Apa yang berbahaya buat seorang atau sekelompok pekerja seni? Jawabnya, bila kritik tidak ditempatkan pada porsinya.
KESENIAN, dengan sifat dan bentuknya yang dinamis, mempunyai efek domino – walau dapat dimengerti dalam ranah ilmiah. Efek domino maksudnya adalah suatu reaksi yang dihasilkan secara acak dan tak menentu dari penikmat atau pembuat karya seni. Intinya, tak ada kebakuan. Tak ada keharusan berkomentar atau berselera macam apa. Sangat subyektif. Sangat personal.
Justru karena alasan subyektif macam inilah, karya seni – juga senimannya – sering berlindung di balik kata tersebut ketimbang mempertanggungjawabkannya. Pembelaan berdasarkan selera, di tengah kondisi masyarakat seni yang semakin cerdas, adalah sebuah kecerobohan. Kecerobohan dalam merangkai argumen yang hanya berujung pada kemandekan pertumbuhan kesenian itu sendiri.
Salah satu elemen penting – bahkan paling penting – dalam karya seni adalah penikmat dan pengapresiasi. Para apresiator inilah yang terus menerus memanjangkan nafas sebuah kesenian, entah itu dalam kelompok atau individu.
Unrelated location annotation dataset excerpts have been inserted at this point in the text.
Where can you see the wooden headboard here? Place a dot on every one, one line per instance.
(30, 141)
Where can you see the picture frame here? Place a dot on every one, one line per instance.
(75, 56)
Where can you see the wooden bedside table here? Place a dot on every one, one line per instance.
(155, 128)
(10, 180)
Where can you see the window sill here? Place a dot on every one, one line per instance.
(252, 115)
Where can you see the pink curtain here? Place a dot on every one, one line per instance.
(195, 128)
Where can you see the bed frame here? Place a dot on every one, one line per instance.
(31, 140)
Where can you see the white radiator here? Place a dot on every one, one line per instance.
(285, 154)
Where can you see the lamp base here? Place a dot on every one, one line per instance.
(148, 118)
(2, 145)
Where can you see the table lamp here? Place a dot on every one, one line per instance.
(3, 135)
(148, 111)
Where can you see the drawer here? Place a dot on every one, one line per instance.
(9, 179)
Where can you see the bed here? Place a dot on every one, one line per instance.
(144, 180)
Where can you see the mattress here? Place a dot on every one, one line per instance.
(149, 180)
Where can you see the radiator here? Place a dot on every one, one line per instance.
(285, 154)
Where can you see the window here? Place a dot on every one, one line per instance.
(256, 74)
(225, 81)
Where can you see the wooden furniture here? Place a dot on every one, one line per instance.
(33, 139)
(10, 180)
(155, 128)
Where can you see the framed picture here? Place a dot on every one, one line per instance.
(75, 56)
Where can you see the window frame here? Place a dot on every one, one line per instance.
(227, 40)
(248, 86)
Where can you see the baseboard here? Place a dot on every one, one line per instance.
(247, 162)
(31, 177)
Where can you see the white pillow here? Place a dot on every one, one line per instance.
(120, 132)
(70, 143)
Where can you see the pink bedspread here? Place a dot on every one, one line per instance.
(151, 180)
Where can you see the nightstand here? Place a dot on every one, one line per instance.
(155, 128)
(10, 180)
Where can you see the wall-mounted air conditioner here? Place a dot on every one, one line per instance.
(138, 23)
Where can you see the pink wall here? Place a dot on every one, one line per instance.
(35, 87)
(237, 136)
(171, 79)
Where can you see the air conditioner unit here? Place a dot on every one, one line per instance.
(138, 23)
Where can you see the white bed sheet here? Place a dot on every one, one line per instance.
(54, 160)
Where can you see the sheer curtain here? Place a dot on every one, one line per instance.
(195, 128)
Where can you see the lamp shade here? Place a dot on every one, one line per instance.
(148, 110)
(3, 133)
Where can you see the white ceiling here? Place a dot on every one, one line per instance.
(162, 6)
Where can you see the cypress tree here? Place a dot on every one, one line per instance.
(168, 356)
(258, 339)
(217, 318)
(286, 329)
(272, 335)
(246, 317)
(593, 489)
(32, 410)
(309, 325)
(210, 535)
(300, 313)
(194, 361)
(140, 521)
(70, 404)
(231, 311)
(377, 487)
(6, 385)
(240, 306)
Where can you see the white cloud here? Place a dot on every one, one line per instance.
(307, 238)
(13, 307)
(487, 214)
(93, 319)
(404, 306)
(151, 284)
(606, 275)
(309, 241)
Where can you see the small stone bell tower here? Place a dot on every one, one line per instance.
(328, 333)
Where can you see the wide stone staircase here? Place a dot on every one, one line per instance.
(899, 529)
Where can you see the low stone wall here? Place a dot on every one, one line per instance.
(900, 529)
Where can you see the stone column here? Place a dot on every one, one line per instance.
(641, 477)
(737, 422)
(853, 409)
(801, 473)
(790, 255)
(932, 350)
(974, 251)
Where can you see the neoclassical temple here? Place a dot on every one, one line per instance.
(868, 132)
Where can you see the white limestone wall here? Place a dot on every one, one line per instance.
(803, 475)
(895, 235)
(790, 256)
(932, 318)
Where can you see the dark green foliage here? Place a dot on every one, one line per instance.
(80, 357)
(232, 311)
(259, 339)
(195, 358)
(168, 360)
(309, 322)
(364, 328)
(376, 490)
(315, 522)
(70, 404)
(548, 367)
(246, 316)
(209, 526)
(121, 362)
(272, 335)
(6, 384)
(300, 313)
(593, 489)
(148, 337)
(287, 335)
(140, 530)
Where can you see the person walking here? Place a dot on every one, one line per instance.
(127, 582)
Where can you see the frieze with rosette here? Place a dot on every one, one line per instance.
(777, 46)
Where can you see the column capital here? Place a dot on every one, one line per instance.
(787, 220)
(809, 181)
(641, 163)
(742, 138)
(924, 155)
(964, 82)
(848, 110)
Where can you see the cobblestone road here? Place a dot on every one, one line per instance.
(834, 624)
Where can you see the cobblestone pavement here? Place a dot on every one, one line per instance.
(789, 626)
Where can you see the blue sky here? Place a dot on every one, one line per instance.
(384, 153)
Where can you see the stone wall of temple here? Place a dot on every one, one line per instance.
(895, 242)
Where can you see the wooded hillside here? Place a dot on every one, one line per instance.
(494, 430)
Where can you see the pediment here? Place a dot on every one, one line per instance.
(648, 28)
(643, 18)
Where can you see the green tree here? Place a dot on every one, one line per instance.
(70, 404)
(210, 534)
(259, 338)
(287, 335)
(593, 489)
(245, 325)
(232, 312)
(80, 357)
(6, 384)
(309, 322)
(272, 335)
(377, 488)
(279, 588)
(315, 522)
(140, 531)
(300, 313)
Merekalah yang menjadi alat ukur bagi sebuah karya seni. Alat ukur untuk menyematkan nilai baik atau busuknya sebuah karya.
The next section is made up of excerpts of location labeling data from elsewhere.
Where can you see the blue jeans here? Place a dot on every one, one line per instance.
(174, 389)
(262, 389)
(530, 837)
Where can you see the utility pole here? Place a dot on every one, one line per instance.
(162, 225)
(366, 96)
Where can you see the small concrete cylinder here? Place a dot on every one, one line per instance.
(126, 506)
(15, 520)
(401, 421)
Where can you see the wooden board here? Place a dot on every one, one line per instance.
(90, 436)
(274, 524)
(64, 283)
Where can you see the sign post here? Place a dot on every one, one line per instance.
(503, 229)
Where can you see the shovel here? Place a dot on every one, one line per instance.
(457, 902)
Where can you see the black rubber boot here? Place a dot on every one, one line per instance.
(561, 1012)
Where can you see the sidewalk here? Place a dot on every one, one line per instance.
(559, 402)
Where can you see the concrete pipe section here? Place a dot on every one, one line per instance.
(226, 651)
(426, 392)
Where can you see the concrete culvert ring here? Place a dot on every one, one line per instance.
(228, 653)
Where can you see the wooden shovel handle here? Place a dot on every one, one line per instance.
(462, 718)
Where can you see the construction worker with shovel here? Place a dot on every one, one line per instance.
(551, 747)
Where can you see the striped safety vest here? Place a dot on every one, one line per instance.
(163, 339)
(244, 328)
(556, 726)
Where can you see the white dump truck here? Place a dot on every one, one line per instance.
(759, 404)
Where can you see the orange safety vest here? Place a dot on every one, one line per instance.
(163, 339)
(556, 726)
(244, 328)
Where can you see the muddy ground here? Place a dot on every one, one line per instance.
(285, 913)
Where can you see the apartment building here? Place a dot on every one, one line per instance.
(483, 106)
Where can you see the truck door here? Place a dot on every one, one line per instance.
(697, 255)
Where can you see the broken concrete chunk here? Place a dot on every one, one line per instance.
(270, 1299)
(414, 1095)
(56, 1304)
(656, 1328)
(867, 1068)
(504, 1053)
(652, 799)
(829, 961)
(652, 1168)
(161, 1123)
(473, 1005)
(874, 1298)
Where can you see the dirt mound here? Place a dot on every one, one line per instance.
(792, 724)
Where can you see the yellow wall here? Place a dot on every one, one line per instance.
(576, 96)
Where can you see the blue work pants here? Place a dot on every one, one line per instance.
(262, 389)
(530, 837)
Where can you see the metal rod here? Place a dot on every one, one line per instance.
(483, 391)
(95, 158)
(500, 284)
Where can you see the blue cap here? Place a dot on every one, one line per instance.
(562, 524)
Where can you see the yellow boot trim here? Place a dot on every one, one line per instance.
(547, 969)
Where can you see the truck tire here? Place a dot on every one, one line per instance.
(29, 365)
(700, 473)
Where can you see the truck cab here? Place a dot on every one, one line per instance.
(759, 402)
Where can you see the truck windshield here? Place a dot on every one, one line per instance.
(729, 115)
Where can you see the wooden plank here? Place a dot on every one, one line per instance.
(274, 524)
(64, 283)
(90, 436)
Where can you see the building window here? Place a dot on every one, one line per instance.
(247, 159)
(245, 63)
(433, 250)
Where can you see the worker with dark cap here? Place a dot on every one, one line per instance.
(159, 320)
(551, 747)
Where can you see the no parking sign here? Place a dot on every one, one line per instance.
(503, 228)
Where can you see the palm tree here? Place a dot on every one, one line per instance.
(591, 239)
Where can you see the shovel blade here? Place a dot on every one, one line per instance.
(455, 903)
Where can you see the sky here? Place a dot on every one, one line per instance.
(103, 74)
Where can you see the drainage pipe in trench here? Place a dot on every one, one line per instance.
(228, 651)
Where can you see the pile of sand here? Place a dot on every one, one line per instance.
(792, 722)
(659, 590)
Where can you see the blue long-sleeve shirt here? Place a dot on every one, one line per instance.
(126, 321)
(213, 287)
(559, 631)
Namun yang terjadi, ketika nama sang kreator lebih besar ketimbang karyanya, apresiator menjadi mandul kritik. Misalnya saja, masyarakat lebih akrab dengan nama Edgar Alan Poe atau Orhan Pamuk atau Sapardi Djoko Damono ketimbang karya yang mereka hasilkan. Atau, lagu Cryin’ nyawanya tak sepanjang Aerosmith, sang empunya lagu, yang masih dibicarakan sampai hari ini. Pada kondisi ini, sebenarnya siapa yang dinikmati apresiator, karya seni atau sisi selebritas senimannya? – walau tak dipungkiri bahwa sang seniman itu pulalah karya seni itu sendiri.
Keadaan seperti di atas, hanya menghasilkan kritik terhadap kepribadian, gaya, kelakuan, atau sikap politik sang seniman dibanding memproduksi kritik buat karya seninya sendiri. Inilah kemandulan. Bukan saja kemandulan, tapi sebuah bencana bagi pertumbuhan karya seni.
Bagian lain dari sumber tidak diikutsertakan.